Conta-se que, quando Tarsila do Amaral pintou o Abaporu, como um presente de aniversário para o marido Oswald de Andrade, o escritor ficou tão impressionado com o quadro que chamou o amigo Raul Bopp para conferi-lo. A tela, batizada com um neologismo que unia os termos do tupi-guarani “aba” (homem) e “poru” (comedor de carne humana), levaria Oswald a escrever o “Manifesto Antropofágico”, um dos documentos mais importantes do movimento modernista nacional. Esta história não está emMovimentos Modernistas no Brasil 1922 – 1928(José Olympio, 182 páginas, 28 reais), livro do gaúcho Raul Bopp que passou quarenta anos fora de catálogo e retorna às livrarias na próxima sexta, 17, por causa dos noventa anos da Semana de 1922. Mas há muitas outras saborosas por lá.
Poeta e editor da Revista de Antropofagia, publicação que propagava os ideais modernistas e antropofágicos nos anos 1920, além de amigo de uma das principais lideranças do movimento, Bopp foi um espectador privilegiado da agitação cultural que marcou São Paulo no início do século XX. E são as cenas que ele presenciou em meio à Pauliceia, assim como o julgamento que fez de fatos e de personagens, que preenchem Movimentos Modernistas no Brasil, livro que reúne notas escritas para duas conferências realizadas no Instituto Brasileiro de Estudos Internacionais, além de respostas a questões feitas por um jornalista e o texto ficcional Ballet da Cobra Norato.
Quanto aos personagens, chama a atenção a maneira como Bopp descreve Oswald – “Às vezes, com lampejos geniais, mas, também, algumas vezes, com destemperos incríveis”. Sempre ativo, o marido de Tarsila teria tido, entre outras, a ideia de criar uma religião que congregasse elementos das três raças brasileiras.

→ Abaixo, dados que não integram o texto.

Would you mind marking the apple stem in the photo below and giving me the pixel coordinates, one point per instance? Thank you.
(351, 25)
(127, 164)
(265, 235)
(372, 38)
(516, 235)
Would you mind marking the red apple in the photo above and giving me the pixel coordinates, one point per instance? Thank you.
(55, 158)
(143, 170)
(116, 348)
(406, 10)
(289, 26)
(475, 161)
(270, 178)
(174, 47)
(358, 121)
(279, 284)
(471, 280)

O detalhe, além de curioso, é valioso porque faz lembrar que não foi Gilberto Freyre quem inventou a teoria das três raças fundadoras da nação brasileira, em Casa Grande & Senzala (1933). Ela é anterior a Freyre: vem do Brasil recém-emancipado, em que o Instituto Histórico e Geográfico, ancestral do IBGE, lançou o concurso “Como Escrever a História do Brasil”. Sagrou-se ali campeão o naturalista alemão Karl Friedrich Phillipp Von Martius, com a tese de que o Brasil era um grande caldo formado pelo volumoso rio branco (português) e seus dois confluentes, os rios negro e indígena. E os ecos do século XIX ainda se faziam ouvir no XX.

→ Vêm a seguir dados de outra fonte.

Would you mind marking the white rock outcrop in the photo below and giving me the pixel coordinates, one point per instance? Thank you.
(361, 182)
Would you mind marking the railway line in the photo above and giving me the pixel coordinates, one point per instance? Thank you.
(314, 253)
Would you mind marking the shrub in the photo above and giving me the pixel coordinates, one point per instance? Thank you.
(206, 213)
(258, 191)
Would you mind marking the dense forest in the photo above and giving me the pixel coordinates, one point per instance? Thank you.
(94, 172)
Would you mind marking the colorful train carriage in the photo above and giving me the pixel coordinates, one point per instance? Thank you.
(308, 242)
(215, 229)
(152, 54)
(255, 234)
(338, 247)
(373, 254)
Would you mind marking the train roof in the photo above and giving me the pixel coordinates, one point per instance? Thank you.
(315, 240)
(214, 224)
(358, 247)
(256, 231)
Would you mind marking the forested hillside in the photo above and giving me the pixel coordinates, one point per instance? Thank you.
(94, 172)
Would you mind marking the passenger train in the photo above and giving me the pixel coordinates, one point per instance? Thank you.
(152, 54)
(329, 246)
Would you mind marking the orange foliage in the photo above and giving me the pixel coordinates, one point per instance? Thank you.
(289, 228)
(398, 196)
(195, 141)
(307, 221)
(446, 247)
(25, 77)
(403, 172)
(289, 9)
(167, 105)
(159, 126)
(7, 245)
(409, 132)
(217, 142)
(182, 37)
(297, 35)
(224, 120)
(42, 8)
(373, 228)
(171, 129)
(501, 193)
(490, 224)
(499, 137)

Outros detalhes sobre a cultura brasileira pipocam aqui e ali, mas o foco do livro, como informa o título, é o movimento modernista paulista. E é daí que vêm informações preciosas, como a atribuição a Di Cavalcanti da ideia da Semana de 1922, tese encampada pelo jornalista Marcos Augusto Gonçalves em seu 1922 – A Semana que Não Terminou, que a Companhia das Letras acaba de lançar. Segundo Bopp, o pintor já planejava para aquele período um evento de artes visuais e conferências, que, diante das adesões de outros artistas e do patrocínio da elite paulista, acabou ampliado e transferido para o palco do Municipal.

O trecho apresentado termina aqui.